Blackmagic Designの発表によると、カラリストのタシ・トゥリュー氏が「アバター:ファイヤー・アンド・アッシュ」の制作において、編集、カラーグレーディング、VFX、オーディオポストプロダクション用ソフトウェアのDaVinci Resolve Studioを使用して、複数のフォーマットでクリエイティブな意図の一貫性を保ちながら、劇場公開用マスターを仕上げたという。

「アバター:ファイヤー・アンド・アッシュ」では、ジェームズ・キャメロン監督が、ジェイク・サリー、ネイティリ、そしてサリー一家を中心とした新しい冒険で、視聴者をパンドラの世界へと誘う。ジェームズ・キャメロン監督とジョン・ランドー氏がプロデュースした同作は、最高品質の劇場上映を追求してきた同シリーズの伝統を引き継いでいる。

「アバター:ウェイ・オブ・ウォーター」に携わり、キャメロン監督の過去作品の多くのリマスター作業も経て同シリーズに戻ったトゥリュー氏は、これまでの長い共同作業の経験をカラーグレーディングに活かした。監督がクリエイティブ面で何を重視し、どのような進め方を好むのかを深く理解していたという。

トゥリュー氏は、次のようにコメントしている。

トゥリュー氏:いつものように、ジム(キャメロン監督)の方針により、明るさのレベル、フレームレート、アスペクトレシオなどを変えた複数の上映用マスターを作成する必要がありました。どの劇場で観る場合でも、すべての観客が最適な上映を体験できるようにするためです。

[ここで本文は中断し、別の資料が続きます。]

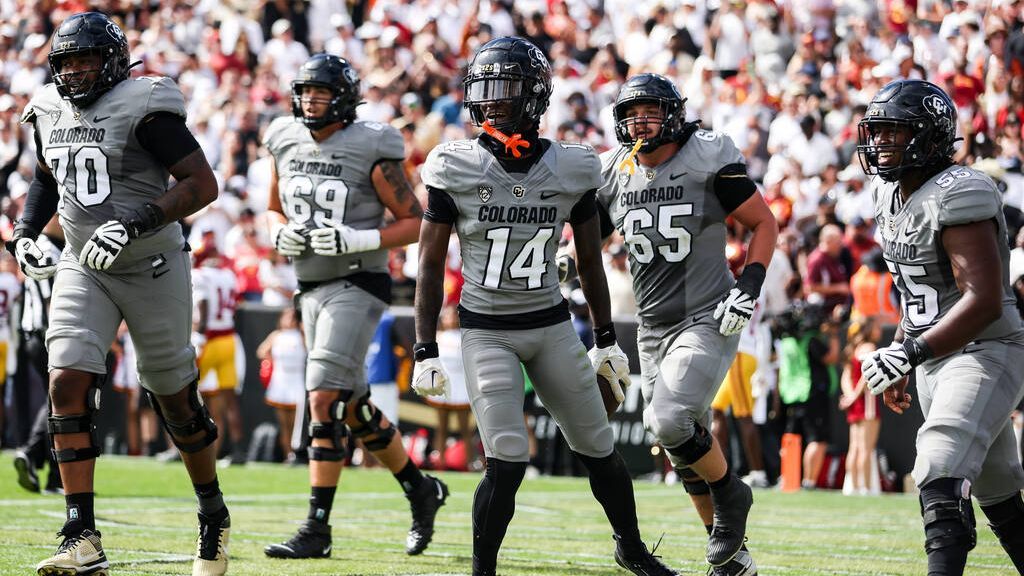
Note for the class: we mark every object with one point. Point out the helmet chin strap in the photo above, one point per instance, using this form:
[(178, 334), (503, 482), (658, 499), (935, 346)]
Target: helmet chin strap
[(512, 144)]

トゥリュー氏:私の仕事は大きく二つあります。ひとつは、この作品におけるジムのビジュアル的な方向性を実現すること。もうひとつは、様々な上映フォーマットで仕上げる複数のバージョンの間で、クリエイティブ面の一貫性を保つことです。すべての観客の鑑賞体験を最大限に高めるためです。

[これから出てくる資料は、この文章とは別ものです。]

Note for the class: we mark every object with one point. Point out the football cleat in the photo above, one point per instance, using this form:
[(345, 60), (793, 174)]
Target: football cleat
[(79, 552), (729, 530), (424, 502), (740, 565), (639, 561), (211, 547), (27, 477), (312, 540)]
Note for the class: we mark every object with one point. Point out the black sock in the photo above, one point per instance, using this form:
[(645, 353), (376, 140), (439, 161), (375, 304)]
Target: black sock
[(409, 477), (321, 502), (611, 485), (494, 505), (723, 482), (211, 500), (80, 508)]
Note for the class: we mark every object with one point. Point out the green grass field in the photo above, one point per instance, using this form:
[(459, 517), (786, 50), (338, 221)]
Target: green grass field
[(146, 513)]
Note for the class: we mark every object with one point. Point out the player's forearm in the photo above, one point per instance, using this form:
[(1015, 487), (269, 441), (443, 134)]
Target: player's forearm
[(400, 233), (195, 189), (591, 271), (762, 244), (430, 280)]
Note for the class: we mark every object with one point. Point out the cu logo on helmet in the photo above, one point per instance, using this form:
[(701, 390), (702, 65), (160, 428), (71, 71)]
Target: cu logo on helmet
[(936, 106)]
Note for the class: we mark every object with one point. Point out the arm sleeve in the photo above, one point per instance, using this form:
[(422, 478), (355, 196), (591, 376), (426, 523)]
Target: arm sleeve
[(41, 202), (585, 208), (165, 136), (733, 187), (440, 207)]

観客に最高の体験を提供するために、できる限りの工夫を重ねています。

「アバター:ウェイ・オブ・ウォーター」で記録的な数のマスターを作成した経験を踏まえ、トゥリュー氏は「アバター:ファイヤー・アンド・アッシュ」において、さらに規模が拡大した劇場用マスタリング工程に対応する必要があったという。これには、BarcoによるHDRの2D版と3D版も含まれ、劇場公開用マスターは合計16種類に及んだ。同作は15本のリールに分けられ、各リールはそれぞれ独立したDaVinci Resolve Studioプロジェクトとして管理され、納品用に複数のタイムラインが作成された。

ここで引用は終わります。